Amistades Políticas y Acusaciones Cruzadas
Más allá del tema urbanístico, el caso también ha sacado a relucir conexiones personales entre el juez y figuras políticas relevantes. Fuentes cercanas al municipio señalan que Peinado mantiene una “amistad de toda la vida” con Sebastián González, ex-tesorero nacional del Partido Popular durante la etapa de Pablo Casado. Esta relación, no confirmada directamente por el juez, añade una capa de sospecha sobre posibles influencias externas en el proceso de legalización del chalé.
Por otro lado, exalcaldes del PSOE han señalado responsabilidades cruzadas en la gestión del caso.
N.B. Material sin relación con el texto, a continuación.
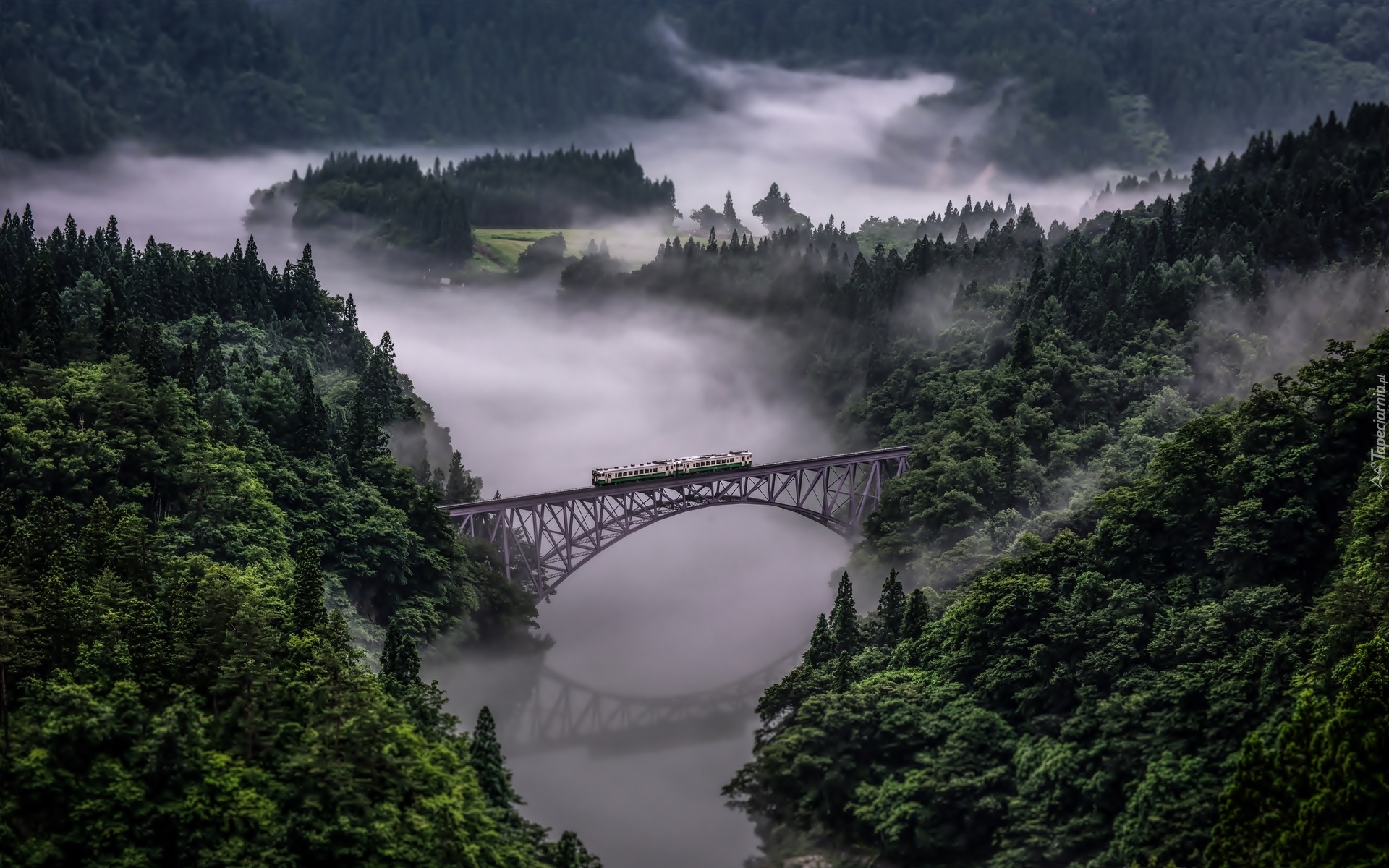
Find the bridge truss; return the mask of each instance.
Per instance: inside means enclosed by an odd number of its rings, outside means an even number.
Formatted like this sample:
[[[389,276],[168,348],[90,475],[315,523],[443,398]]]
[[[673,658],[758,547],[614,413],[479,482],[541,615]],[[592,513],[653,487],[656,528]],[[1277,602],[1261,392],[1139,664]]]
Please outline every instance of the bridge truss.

Juan José Tomás, exalcalde socialista e inhabilitado por prevaricación en el pasado, asegura que la licencia de obras de 2004 fue concedida condicionada a un plan de desarrollo que nunca se ejecutó. Mientras tanto, Roberto Aparicio, expresidente local del PSOE y hoy líder de Nuestra Tierra, acusa al PP de no haber actuado durante años para corregir la situación.
Preguntas Sin Respuesta
A pesar de los avances legales en el expediente municipal, muchas preguntas siguen sin respuesta. ¿Se ha conectado ya el chalé a la red de saneamiento? ¿Ha obtenido la licencia de ocupación? ¿Se ha realizado la inspección técnica necesaria? Ni el Ayuntamiento ni el propio juez han querido responder públicamente a estas cuestiones.
El TSJM, a través de sus canales institucionales, informó que el juez Peinado declinó realizar comentarios sobre el caso. Tampoco quiso confirmar ni negar la existencia de una amistad con Sebastián González.
Conclusión
El chalé del juez Peinado representa más que un caso de urbanismo irregular; es un espejo de cómo ciertos privilegios pueden distorsionar la aplicación uniforme de la ley. En un contexto político convulso, marcado por escándalos de corrupción y tensiones internas en los partidos, este caso sigue generando sombras sobre la transparencia y la igualdad ante la ley en uno de los municipios más pequeños de Castilla y León.
Mientras el chalé sobrevive al escrutinio público, el debate sobre quién realmente está por encima de la ley continúa abierto.